From the Brennan Center for Justice at NYU School of Law:
In the coming days, state election officials around the country will receive their share of $380 million that Congress set aside for election security improvements. Today, a coalition of former state election experts, intelligence officials, and voting advocates from across the political spectrum sent a letter to election officials in all 50 states with recommendations on how to best allocate the new resources.
Signatories include individuals with a broad array of backgrounds and experience, including: former CIA director Gen. Michael Hayden (Ret.); Americans for Tax Reform President Grover Norquist, MIT professor Ronald Rivest, former Deputy US Chief Technology Officer Nicole Wong, and more.
“In the age of unprecedented hacking risks, researchers have found that electronic voting infrastructure — including voting machines and registration databases — have serious vulnerabilities,” they write. “While there’s no evidence that vote totals were hacked in 2016, there’s strong evidence that hackers have been testing the waters. …It is essential that states work with the Department of Homeland Security or other trusted providers to scan their systems for cyber vulnerabilities, and follow best practices identified by computer scientists, national security leaders, and bipartisan experts in elections administration to mitigate hacking risks.”
The letter shares five specific steps states must take to protect election infrastructure from foreign interference and hacking.

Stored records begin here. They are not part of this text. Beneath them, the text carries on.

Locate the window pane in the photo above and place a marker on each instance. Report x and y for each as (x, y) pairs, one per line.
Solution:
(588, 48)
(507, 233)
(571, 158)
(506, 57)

The group urges state election officials to:
- Replace paperless voting machines with systems that count a paper ballot — a physical record of the vote that is out of reach from cyberattacks.
- Conduct robust post-election audits in federal elections which examine information verified by the voter to produce a high level of confidence in the election result.
- Upgrade systems to ensure that states’ election websites, statewide registration systems, and election night reporting systems are defended against threats of intrusion and manipulation.
- Prohibit wireless connectivity in voting machines to limit hacking vulnerabilities.
- Train and educate election officials at all levels on how to incorporate security into their elections practices.
The suggested security measures largely echo the report language that accompanied the Congressional appropriation, as well as recommendations outlined by the Senate Select Committee on Intelligence and by a group of more than 100 computer scientists and other election administration experts.